Leichtere Ehrenstrafen, auch Schandstrafen, wurden durch die Niedere Gerichtsbarkeit verhängt und bewirkten nur einen Rechtsverlust auf Zeit. Schwere Strafen wie die Todesstrafe waren der Hoch- oder Blutgerichtsbarkeit vorbehalten. Die eigentlichen Ehrenstrafen wie das Prangerstehen und das Brandmarken führten zu einem anhaltenden Ausschluss aus der Gesellschaft.[5] Die Strafarten waren nicht im Einzelnen kodifiziert, wurden aber stets öffentlich und an zentralen Orten wie Markt- oder Kirchplätzen unter großer Anteilnahme der örtlichen Gemeinschaft vollstreckt.[6] Zu den unehrlichen Leibesstrafen zählte insbesondere der Pranger, der in über 50 % der Fälle als Ehrenstrafe verhängt wurde, aber auch der Schandpfahl, der Schandkorb, der Lästerstein, die Halsgeige, die Schandflöte, die Schandmaske sowie der Eselsritt. Geahndet wurden zumeist üble Nachrede und Blasphemie sowie Ehebruch, außerdem leichter, schwerer und vor allem wiederholter Diebstahl sowie Betrug.[7]

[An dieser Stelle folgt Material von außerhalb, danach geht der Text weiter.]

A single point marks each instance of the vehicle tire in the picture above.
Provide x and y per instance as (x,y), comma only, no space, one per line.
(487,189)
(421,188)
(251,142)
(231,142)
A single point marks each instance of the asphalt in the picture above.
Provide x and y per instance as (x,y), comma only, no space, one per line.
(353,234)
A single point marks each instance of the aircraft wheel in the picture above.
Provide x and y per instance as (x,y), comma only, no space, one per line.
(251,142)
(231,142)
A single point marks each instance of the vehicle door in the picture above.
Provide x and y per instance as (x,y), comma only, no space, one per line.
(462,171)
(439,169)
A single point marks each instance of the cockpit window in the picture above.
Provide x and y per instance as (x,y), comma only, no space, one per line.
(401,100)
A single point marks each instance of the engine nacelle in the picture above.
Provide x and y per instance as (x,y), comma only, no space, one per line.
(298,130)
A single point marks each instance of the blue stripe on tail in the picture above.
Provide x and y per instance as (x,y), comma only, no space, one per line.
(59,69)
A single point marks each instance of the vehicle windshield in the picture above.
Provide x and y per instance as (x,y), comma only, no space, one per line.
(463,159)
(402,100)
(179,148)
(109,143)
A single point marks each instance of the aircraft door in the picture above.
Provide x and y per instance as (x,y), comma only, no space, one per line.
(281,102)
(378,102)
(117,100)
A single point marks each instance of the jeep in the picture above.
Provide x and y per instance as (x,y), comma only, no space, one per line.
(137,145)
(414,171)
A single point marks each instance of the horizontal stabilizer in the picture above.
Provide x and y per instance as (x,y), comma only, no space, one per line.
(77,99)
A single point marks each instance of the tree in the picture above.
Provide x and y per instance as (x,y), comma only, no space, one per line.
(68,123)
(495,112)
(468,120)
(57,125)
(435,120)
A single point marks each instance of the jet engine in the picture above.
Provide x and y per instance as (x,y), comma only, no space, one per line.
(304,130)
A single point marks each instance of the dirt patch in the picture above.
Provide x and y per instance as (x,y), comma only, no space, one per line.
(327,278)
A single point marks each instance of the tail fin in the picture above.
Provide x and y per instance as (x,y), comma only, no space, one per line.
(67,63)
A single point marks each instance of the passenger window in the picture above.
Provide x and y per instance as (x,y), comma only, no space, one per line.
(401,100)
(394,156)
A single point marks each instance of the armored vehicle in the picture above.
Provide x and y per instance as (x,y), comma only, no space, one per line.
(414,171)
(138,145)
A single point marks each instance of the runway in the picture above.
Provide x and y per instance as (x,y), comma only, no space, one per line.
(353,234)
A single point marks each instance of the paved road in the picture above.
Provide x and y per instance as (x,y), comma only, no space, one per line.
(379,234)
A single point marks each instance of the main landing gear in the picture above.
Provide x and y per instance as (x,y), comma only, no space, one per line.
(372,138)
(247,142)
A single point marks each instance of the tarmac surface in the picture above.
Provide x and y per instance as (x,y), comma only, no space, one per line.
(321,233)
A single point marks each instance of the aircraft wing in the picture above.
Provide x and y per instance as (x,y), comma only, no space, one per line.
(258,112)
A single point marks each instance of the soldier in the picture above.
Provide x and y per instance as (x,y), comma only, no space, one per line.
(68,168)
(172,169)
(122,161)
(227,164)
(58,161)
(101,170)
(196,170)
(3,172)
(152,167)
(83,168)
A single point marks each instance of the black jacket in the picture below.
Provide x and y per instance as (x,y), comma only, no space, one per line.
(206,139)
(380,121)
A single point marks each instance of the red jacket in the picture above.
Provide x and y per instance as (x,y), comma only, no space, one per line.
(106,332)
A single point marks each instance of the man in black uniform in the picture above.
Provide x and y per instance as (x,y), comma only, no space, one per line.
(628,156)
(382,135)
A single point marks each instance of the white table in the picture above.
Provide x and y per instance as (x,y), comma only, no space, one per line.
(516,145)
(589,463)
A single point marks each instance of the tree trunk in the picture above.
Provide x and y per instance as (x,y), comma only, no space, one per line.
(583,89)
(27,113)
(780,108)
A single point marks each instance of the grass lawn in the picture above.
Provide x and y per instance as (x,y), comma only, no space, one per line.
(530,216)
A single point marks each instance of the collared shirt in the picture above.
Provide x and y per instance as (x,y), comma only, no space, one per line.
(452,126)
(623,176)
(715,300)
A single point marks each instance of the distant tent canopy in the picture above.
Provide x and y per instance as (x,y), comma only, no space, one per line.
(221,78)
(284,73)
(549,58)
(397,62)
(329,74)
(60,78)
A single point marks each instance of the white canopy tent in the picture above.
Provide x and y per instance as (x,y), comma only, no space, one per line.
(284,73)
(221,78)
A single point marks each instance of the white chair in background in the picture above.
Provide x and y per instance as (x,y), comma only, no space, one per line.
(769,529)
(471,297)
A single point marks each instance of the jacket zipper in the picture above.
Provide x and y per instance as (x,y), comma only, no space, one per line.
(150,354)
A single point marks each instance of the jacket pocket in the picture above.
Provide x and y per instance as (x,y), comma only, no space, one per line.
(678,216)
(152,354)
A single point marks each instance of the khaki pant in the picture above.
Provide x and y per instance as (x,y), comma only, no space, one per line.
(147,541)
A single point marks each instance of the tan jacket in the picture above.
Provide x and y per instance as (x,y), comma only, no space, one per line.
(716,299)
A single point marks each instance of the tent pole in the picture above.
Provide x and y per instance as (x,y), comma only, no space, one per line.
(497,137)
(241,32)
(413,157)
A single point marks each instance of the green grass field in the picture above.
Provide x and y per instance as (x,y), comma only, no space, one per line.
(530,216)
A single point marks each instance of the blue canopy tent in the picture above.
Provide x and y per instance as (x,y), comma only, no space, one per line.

Die Landgerichtsordnung für Österreich ob der Enns von 1677 (Leopoldina) verzeichnete beispielsweise sechs Strafarten:[8]

  1. der Delinquent musste in Eisen den Kranken im Spital aufwarten
  2. am Pranger stehen
  3. öffentliche Ausstellung in Band und Eisen
  4. Tragen des Halseisens
  5. die Delinquenten wurden mit der Rute in der Hand außerhalb des Friedhofes in die Brechel gestellt[9]
  6. das Verbrechen wurde auf einen Zettel geschrieben und dem Delinquenten umgehängt, danach wurde er an das Kreuz gespannt.

Die verurteilte Person verlor mit dem Urteilsspruch und der Exekution der Strafe ihr gesellschaftliches Ansehen innerhalb einer Ortschaft völlig, denn sie konnte von da an nicht mehr als ehrbar angesehen werden. Sie ging der bürgerlichen Ehrenrechte (soweit vorhanden) verlustig. Es war ihr nicht mehr möglich, am normalen gesellschaftlichen Leben innerhalb der Stadt teilzunehmen, denn von Seiten der Bürger war man bestrebt, sich möglichst selten im Verkehr mit einer Person sehen zu lassen, deren Leumund ruiniert war. Man befürchtete, sich selbst den eigenen Leumund zu verderben, und strebte danach, diese Gefahr, so gut es ging, zu vermeiden. Die betreffende Person sah sich also Reaktionsweisen gegenüber, die einer Ächtung gleichkamen. Einer Person, die am Pranger stand, durfte kein Leid zugefügt werden, jedoch durften weiche Lebensmittel wie z. B. Weintrauben oder Tomaten geworfen werden. Neben Rache konnte hierfür auch die eigene Belustigung das Motiv gewesen sein. Auch Ziegenlecken an einer solchen Person ist durch bildliche Darstellung bezeugt.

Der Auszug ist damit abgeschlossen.